His recent performance as Immigration Minister, given his priority of stopping the boats and inventing new forms of cruelty for refugees, didn’t extend to the Ruby Princess affair and its implications for the pandemic.
It is odds on that in a year or so will also be ranked as the worst Defence Minister yet but whether Menadue’s rating of him can stand up in the face of Greg Hunt’s performance is another matter altogether.
Greg Hunt is the son of a Victorian Hamer era Minister, Alan Hunt, whose planning policies were typical of the Hamer enlightened and competent approach to policy.
Now competent is not a word when Greg Hunt springs to mind. While it is also not woke to mention it – even though it is Morrison Government policy to oppose wokeness – his piping voice adds little to what little sense of authority he already projects.
He is, of course, the messenger for the Morrison mess but nevertheless, he is the Minister during a pandemic and, in a world where Ministerial responsibility would still have some meaning, he would be regarded as a monumental failure and sacked.
The pandemic is the biggest health crisis we have faced since AIDS first appeared. It took a while but we started to get that right despite some abysmal starts such as the Grim Reaper ad campaign when the policy response moved from scare advertising and fear to grassroots cooperation with affected groups and factual information about the practices which exacerbated the problem.
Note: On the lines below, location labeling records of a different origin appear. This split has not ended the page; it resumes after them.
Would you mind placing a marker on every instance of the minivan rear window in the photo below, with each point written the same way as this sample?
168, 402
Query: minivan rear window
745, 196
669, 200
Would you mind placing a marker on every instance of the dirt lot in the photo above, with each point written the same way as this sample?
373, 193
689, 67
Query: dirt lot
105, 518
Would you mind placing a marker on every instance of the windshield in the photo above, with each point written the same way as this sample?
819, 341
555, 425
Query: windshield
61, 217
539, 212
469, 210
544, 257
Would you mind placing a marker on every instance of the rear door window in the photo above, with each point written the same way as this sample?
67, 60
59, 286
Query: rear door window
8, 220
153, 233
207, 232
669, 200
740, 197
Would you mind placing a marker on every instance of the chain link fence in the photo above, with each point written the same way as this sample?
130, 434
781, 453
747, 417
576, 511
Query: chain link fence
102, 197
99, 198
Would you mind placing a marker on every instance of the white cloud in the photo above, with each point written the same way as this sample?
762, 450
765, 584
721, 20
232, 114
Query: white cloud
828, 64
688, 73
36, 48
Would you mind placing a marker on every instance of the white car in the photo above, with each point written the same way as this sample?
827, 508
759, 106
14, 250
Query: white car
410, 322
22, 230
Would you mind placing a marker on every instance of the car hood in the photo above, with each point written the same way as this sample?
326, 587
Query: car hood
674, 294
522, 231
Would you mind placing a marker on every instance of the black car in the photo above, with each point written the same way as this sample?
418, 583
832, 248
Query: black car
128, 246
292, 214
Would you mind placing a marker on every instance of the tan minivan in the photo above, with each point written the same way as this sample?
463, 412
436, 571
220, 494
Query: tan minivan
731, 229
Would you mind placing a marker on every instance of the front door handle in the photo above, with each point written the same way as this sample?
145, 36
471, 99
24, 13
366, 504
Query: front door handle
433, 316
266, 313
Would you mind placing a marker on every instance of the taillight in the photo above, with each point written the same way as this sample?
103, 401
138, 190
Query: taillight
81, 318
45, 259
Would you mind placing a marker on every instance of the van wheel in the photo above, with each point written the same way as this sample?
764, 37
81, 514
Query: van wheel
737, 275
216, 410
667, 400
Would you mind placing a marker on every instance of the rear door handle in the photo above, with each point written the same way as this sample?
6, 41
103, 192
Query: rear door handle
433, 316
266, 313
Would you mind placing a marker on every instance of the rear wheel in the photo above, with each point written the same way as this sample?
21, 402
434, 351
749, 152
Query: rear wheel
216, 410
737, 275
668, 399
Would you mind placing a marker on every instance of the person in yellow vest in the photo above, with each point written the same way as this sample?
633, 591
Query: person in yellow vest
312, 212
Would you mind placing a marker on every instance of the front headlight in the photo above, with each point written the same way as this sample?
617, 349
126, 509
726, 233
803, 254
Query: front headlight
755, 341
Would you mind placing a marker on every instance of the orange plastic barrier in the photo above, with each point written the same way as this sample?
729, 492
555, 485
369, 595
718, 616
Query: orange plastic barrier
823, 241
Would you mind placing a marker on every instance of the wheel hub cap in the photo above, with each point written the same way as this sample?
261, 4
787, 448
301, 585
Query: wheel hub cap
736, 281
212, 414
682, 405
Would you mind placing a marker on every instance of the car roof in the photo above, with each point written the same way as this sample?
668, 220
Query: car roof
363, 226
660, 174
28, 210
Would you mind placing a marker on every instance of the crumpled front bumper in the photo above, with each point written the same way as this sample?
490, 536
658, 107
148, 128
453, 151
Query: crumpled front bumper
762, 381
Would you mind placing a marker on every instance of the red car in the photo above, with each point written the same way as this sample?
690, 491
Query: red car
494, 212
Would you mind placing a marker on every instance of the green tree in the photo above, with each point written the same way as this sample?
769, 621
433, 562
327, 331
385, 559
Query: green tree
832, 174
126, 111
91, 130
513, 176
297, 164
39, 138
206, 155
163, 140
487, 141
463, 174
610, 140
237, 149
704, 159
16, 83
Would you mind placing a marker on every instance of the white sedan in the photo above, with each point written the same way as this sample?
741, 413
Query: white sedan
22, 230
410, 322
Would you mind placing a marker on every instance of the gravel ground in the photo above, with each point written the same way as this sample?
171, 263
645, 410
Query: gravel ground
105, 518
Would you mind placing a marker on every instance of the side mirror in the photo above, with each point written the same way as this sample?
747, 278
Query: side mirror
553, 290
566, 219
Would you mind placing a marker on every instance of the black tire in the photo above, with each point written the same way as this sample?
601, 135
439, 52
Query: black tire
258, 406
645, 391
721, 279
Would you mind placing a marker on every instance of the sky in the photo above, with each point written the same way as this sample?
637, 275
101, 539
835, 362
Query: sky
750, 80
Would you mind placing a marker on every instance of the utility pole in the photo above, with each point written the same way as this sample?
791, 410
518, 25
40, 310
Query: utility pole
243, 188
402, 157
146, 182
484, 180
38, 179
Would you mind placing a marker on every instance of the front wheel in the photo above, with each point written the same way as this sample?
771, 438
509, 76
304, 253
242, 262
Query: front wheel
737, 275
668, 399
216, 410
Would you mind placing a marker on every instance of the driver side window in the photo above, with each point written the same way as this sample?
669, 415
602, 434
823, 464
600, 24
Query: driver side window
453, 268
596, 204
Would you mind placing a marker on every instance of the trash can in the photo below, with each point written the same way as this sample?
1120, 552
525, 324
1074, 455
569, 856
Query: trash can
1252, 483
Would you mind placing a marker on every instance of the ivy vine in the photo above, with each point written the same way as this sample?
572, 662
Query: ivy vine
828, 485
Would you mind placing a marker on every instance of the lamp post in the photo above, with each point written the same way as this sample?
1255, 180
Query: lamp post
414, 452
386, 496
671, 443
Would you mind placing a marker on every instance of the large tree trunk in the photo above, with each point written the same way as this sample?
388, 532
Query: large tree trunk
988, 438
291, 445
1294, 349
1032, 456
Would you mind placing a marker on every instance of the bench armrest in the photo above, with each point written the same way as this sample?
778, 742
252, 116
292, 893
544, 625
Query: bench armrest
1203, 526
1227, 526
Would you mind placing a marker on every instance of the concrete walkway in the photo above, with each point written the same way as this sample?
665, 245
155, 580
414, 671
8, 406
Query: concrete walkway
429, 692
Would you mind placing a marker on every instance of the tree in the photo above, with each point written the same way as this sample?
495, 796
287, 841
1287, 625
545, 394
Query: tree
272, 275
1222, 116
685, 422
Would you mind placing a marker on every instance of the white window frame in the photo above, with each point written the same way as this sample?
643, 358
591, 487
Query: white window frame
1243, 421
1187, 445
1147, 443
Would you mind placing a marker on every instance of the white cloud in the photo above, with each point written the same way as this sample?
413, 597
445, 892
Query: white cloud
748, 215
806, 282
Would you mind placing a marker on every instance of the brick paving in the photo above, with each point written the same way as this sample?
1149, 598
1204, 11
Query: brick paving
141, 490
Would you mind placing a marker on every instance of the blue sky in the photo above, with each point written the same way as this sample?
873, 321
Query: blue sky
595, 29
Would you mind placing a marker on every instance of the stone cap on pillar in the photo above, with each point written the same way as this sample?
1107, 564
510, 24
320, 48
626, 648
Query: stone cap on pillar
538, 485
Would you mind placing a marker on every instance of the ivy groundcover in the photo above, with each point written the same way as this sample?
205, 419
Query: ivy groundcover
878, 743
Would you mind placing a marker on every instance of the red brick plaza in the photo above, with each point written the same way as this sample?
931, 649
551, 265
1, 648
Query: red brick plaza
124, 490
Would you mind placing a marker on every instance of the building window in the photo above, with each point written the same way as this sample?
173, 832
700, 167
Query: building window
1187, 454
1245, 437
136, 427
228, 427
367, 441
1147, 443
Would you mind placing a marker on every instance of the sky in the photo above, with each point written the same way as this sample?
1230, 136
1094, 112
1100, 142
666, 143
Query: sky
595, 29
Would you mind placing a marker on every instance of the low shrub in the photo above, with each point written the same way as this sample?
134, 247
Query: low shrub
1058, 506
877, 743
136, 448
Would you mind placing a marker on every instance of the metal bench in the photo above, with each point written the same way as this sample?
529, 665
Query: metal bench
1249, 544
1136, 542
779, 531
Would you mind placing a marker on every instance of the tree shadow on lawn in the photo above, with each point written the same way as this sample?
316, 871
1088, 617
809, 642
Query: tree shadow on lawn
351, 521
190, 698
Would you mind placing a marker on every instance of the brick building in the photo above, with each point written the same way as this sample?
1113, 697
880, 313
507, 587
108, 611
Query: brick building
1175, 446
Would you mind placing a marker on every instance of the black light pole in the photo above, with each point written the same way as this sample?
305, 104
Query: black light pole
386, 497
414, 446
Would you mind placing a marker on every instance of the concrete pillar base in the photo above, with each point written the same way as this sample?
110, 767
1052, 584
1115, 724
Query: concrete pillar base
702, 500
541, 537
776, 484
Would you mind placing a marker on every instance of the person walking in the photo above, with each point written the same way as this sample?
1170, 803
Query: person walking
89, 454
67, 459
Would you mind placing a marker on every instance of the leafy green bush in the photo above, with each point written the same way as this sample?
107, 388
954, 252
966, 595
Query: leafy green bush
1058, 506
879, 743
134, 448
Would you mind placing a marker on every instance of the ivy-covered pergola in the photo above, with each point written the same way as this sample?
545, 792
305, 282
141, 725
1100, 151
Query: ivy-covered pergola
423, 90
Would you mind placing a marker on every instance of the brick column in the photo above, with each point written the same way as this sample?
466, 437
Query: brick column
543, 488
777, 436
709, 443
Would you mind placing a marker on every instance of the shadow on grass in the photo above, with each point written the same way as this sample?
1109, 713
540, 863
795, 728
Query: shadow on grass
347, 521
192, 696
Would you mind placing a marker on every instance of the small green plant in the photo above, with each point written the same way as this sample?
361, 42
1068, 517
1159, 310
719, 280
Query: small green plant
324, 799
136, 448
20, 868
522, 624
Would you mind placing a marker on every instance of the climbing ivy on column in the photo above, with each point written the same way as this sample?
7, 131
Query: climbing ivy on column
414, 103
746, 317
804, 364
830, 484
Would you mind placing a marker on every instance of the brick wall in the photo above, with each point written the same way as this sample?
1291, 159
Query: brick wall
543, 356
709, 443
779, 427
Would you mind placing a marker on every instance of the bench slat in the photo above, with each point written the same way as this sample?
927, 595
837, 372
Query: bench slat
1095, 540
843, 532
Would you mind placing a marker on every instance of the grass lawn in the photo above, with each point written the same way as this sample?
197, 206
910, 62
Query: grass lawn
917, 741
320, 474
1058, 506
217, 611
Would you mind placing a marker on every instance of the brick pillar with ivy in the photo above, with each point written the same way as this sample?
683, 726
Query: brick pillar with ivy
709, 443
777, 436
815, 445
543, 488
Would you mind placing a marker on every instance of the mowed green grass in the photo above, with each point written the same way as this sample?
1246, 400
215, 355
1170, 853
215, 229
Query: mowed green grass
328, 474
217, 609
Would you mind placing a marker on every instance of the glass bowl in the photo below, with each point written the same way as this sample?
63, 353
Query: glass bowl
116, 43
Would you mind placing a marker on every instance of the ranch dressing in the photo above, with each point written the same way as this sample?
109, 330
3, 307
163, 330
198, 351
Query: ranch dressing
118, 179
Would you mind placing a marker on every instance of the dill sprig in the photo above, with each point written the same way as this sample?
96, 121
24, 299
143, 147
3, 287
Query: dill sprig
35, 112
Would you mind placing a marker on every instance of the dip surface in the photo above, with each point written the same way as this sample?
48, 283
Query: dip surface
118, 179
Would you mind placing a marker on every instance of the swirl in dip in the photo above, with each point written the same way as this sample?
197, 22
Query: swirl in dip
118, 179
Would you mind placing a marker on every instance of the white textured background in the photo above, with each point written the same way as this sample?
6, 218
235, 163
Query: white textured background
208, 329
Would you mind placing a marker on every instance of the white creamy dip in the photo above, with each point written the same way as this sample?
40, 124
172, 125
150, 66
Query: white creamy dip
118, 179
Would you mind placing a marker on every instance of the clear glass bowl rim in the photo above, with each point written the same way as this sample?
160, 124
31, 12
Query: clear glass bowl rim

It has taken a while with COVID too but we don’t seem to have adapted as fast or as effectively as we did with AIDS.
Indeed, Minister Hunt has presided over the failure to coordinate with the states; constant blame-shifting; lies and misleading claims about the Government’s vaccine procurement strategy; creating false hopes about the vaccine rollout; and, a failure in the vaccine rollout which ranked us, a couple of weeks after we were allegedly going to have vaccinated four million Australians, either 76th or 104th out of 152 countries sitting alongside or behind (just for the B’s alone) Botswana and Bolivia.
The only thing to be said in his defence is that he is carrying the can for the real culprit – our Prime Minister.